The main mistake is that you are effectively closing two subproofs at once once you go from 2.2.3 to 3, but you can only close one subproof at a time, in the reverse order in which you opened them.

Also: you need to have line 1 as an assumption of a subproof, and close that subproof once you have reached line 3, so you can infer the whole desired conditional by $\rightarrow$ Intro

So, what to do? Well, that depends on the rules that you have. Let me give you some options:

Option 1:

After 2.2.3 you can get:

2.3 $\neg Q \rightarrow Q$

Then use the Implication equivalence to get $\neg \neg Q \lor Q$ and thus by Double Negation to $Q \lor Q$, and finally by Idempotence to $Q$

Option 2:

First, get $Q \lor \neg Q$ by Law of Excluded Middle.

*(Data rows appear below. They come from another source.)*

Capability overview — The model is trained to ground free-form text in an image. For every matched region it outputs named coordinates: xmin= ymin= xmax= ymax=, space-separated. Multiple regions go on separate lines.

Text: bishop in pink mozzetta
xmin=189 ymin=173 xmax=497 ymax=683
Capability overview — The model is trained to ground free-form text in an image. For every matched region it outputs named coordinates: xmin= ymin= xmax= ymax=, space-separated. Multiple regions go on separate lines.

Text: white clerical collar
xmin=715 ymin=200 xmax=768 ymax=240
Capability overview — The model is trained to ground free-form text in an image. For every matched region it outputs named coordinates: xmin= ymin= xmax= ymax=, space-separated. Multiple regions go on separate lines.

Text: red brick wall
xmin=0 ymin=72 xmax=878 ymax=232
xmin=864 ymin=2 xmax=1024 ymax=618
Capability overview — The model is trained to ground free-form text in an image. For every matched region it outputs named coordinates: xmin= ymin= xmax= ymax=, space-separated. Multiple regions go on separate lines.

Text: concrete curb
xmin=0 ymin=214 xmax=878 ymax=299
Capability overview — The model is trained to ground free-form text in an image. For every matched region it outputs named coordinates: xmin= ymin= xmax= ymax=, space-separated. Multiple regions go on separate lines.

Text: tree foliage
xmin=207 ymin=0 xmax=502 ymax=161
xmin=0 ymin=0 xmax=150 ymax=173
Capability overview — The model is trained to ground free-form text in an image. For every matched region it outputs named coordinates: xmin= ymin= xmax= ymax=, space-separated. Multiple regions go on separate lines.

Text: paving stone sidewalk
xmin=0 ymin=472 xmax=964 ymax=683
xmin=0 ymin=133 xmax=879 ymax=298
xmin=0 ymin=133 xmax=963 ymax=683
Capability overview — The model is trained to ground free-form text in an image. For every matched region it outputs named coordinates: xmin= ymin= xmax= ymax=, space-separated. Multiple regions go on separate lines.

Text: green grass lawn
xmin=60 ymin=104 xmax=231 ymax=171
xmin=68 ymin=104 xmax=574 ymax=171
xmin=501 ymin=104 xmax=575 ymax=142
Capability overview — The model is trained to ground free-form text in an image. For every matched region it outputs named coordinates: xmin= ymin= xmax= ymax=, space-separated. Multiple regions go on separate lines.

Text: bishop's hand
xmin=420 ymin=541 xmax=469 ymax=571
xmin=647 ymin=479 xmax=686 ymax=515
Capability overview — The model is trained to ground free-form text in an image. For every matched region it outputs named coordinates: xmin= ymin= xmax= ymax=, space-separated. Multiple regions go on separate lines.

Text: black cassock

Then again get $\neg Q \rightarrow Q$, but do a second inside subproof where you assume $Q$, reiterate $Q$, close that subproof to get $Q \rightarrow Q$, and then get $Q$ from $\neg Q \rightarrow Q$, $Q \rightarrow Q$, and $Q \lor \neg Q$ by a proof by cases, probably formalized as $\lor $ Elim

Option 3:

Get a contradiction on 2.2.4 between $\neg Q $ and $Q$, and thus conclude $\neg \neg Q$ by a proof by contradiction (probably formalized by $\neg \ Intro$), and thus the $Q$ you really want.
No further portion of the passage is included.